In order to serialize a Java data object to XML Jersey uses a standard MVC architecture, where our data model is the model, the new library web page/mobile app that we display is the view and the Jersey resource file is the controller. In essence the Jersery output is a set of three Java programs that comprise the MVC. The data that Jersey is pulling in from the website is HTML. Since the HTML needs to be parsed and then pulled into a data object, we use another Java library called jsoup. Along with the tutelage of the research programmers in the library, I followed this tutorial on creating a RESTful API with Jersey, that explains the programming annotations needed for creating the web-service, which are rather simple to implement once you have your developer environment set up — for this project I worked entirely in Eclipse since it can also simulate running a Tomcat server on your local machine.
An example of the feed is below (abbreviated):
<models> <model> <date>1/27/2013</date> <endTime>5:00 PM</endTime> <roomName>Collaboration Room 01 - Undergraduate Library</roomName> <startTime>4:00 PM</startTime> </model> <model> <date>1/27/2013</date> <endTime>5:00 PM</endTime> <roomName>Collaboration Room 02 - Undergraduate Library</roomName> <startTime>4:00 PM</startTime> </model> ...

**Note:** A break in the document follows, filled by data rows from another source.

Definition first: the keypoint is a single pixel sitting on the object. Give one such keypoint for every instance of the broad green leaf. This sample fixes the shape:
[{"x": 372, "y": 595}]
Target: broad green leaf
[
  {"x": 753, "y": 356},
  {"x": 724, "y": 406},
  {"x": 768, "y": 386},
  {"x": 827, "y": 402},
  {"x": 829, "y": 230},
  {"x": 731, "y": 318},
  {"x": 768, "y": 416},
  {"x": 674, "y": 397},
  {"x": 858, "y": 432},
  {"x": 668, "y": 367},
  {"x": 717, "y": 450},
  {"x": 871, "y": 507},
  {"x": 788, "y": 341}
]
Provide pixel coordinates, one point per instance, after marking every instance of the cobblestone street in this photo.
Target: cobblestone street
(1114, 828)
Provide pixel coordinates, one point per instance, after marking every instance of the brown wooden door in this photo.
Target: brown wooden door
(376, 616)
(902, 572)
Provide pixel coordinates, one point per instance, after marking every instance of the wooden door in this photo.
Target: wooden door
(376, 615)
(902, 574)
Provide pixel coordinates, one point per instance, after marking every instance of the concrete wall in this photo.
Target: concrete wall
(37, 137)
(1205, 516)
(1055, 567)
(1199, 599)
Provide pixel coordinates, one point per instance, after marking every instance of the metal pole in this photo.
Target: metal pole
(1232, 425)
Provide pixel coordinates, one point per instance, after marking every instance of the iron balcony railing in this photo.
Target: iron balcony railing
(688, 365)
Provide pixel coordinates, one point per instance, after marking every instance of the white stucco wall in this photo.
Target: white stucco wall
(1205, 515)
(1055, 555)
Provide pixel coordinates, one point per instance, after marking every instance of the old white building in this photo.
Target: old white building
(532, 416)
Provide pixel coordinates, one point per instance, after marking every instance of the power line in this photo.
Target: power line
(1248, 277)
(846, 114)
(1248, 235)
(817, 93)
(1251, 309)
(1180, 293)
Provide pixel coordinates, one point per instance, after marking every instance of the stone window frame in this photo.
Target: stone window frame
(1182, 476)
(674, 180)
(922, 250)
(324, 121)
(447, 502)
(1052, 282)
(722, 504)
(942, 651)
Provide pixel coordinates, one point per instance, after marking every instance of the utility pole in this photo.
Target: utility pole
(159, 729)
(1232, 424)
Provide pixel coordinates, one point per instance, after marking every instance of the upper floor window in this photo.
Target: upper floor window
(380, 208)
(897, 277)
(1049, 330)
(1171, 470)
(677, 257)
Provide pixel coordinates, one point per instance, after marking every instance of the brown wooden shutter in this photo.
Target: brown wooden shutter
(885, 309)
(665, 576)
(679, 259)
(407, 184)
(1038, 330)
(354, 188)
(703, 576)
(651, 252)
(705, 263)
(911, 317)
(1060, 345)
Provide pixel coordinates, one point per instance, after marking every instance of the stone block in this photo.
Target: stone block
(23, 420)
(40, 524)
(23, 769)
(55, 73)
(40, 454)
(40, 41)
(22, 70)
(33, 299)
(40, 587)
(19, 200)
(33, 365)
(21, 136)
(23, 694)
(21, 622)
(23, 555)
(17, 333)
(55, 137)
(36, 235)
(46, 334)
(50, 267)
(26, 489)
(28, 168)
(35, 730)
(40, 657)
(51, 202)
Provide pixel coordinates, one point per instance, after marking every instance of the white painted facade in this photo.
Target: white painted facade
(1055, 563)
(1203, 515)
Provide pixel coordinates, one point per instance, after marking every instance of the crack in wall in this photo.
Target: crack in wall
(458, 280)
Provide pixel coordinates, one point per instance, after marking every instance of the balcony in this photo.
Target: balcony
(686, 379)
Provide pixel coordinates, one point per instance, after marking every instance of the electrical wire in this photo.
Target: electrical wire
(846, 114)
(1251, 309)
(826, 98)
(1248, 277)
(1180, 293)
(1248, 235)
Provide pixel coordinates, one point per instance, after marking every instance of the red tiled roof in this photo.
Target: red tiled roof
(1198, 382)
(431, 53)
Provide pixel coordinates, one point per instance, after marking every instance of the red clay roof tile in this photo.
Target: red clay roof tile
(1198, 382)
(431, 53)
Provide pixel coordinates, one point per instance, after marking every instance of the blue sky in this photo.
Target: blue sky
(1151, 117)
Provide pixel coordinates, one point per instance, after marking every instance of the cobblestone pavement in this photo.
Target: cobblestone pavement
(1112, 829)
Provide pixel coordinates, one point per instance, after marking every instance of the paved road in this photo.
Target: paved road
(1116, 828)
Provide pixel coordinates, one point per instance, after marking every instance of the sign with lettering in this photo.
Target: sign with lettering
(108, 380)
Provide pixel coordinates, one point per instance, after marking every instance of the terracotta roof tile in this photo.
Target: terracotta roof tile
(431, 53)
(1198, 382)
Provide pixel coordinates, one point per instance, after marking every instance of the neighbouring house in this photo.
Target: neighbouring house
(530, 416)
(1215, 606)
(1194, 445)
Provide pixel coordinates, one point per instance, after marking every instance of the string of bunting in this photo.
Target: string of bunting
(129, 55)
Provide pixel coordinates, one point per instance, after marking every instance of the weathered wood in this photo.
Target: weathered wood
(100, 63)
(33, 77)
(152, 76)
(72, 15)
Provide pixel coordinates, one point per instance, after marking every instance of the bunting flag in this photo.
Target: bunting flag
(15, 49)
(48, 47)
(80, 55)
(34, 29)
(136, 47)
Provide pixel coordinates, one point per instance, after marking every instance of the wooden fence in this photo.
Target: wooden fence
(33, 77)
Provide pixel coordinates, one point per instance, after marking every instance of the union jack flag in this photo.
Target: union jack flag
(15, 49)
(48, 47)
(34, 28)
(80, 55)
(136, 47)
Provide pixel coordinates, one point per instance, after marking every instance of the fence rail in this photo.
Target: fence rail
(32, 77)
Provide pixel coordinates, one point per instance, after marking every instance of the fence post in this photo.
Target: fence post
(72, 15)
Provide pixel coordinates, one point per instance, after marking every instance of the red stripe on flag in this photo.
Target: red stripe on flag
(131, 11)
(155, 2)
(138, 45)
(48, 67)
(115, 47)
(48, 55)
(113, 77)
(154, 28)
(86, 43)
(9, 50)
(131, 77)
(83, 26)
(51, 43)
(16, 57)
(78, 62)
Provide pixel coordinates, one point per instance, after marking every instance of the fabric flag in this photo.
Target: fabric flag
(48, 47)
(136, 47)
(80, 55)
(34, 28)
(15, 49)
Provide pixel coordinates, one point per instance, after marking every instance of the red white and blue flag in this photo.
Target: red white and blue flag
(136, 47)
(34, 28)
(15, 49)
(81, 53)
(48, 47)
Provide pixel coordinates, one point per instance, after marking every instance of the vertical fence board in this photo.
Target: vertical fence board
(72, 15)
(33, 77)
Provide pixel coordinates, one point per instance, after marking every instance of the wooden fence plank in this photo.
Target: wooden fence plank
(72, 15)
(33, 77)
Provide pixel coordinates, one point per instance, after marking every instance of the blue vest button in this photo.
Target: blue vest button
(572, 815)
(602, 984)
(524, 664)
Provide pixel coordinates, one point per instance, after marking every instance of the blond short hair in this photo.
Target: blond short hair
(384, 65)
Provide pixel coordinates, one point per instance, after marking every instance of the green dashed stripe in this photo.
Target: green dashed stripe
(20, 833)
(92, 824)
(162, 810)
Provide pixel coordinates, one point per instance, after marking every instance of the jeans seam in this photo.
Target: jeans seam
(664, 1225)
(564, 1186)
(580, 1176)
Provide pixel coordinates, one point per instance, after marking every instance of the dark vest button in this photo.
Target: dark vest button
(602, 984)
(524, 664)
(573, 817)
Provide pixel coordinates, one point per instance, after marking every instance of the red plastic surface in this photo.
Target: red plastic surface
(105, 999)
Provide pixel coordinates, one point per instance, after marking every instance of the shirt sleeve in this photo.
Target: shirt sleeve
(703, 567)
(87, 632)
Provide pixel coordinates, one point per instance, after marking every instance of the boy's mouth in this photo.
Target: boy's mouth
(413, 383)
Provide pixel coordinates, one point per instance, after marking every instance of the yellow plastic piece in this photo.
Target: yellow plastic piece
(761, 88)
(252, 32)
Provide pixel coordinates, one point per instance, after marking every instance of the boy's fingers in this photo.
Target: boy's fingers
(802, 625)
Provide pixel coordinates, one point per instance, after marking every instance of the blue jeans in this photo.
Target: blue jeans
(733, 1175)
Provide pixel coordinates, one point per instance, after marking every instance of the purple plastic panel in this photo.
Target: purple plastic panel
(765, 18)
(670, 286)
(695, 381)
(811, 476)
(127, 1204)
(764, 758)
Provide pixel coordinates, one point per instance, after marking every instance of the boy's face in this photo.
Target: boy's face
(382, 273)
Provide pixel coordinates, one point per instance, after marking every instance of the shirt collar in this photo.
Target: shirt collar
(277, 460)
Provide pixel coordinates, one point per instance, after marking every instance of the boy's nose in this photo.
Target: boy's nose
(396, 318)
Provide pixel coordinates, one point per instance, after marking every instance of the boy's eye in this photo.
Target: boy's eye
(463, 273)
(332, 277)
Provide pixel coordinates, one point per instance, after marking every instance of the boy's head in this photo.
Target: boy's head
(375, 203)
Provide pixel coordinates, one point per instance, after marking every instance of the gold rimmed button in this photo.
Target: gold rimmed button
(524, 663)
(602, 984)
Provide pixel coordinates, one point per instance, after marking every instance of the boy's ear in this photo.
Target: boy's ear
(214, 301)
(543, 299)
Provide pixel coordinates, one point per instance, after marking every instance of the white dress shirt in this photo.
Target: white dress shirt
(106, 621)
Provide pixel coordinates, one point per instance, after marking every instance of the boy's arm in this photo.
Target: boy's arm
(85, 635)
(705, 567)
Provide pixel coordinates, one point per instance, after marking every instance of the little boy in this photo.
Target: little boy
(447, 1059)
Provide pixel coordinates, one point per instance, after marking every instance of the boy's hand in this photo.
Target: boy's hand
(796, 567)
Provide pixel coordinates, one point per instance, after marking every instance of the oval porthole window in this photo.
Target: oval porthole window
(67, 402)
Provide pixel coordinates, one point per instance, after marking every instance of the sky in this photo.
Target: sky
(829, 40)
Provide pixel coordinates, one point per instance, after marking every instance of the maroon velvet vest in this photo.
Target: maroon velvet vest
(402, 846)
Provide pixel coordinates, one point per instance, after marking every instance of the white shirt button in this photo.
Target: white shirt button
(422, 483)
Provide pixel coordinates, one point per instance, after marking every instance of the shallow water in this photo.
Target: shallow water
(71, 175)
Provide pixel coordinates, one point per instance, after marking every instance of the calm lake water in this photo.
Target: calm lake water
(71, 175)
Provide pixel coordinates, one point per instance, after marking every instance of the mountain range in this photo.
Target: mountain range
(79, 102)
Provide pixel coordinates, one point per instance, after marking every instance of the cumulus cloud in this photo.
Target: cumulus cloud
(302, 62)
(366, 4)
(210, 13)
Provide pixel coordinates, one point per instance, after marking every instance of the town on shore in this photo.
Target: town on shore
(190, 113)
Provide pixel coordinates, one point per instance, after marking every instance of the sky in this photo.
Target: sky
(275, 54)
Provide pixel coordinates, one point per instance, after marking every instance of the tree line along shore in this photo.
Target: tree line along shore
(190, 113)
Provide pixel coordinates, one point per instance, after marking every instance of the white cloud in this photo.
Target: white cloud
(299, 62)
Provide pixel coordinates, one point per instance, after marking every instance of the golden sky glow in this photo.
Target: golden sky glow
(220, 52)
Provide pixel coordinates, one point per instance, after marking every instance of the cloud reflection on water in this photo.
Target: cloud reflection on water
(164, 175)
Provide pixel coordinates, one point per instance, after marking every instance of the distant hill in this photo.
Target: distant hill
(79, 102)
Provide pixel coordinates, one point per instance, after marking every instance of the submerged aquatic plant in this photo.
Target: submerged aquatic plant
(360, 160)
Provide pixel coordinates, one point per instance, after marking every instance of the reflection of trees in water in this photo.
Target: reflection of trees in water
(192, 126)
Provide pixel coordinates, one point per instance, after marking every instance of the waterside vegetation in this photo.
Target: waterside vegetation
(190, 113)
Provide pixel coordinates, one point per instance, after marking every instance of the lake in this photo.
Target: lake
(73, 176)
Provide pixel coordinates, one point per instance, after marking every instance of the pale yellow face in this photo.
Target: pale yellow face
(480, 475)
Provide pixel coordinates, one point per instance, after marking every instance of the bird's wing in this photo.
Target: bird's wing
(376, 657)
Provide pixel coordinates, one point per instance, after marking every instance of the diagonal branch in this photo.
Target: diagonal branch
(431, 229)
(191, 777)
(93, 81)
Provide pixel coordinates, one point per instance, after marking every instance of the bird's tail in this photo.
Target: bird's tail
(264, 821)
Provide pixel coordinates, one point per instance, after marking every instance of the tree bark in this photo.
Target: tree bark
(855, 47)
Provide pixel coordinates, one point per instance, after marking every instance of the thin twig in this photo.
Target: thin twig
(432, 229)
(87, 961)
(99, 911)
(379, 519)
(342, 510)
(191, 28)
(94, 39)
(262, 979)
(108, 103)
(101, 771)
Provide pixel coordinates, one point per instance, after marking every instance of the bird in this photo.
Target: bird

Once you have that feed modeled and serving XML data from the page you are able to pull that into a new system/ interface. Using Apple’s Dashcode I was able to model a prototype of what the room reservation feed might look like in an iPhone app:
Middleware is the digital library prototyping pipeline, it is a profound tool in the digital library toolkit since it is the foundation for new services, initiatives, and the extension of library data. There are some areas that I breezed over in this post, like how to program the HTML screen scraping necessary to pull data in a webpage into a Java data object. I’ll cover screen scraping with Jersey and Jsoup in my next post. I’ll also submit that having access to the underlying database that powered the room reservation website would have been preferable. We could have imported a Java package that acts as a database connector from Jersey to the XML serializer — but alas, as often happens in the wild we also could not get direct database acces to the underlying data in the page. One final thought on the approach used here: the software are open source Java tools — so they are free to download and utilize for your rapid prototyping library needs.
McDonough, Jerome. “Structural Metadata and the Social Limitation of Interoperability: A Sociotechnical View of XML and Digital Library Standards Development.” Presented at Balisage: The Markup Conference 2008, Montréal, Canada, August 12 – 15, 2008. In Proceedings of Balisage: The Markup Conference 2008. Balisage Series on Markup Technologies, vol. 1 (2008). doi:10.4242/BalisageVol1.McDonough01.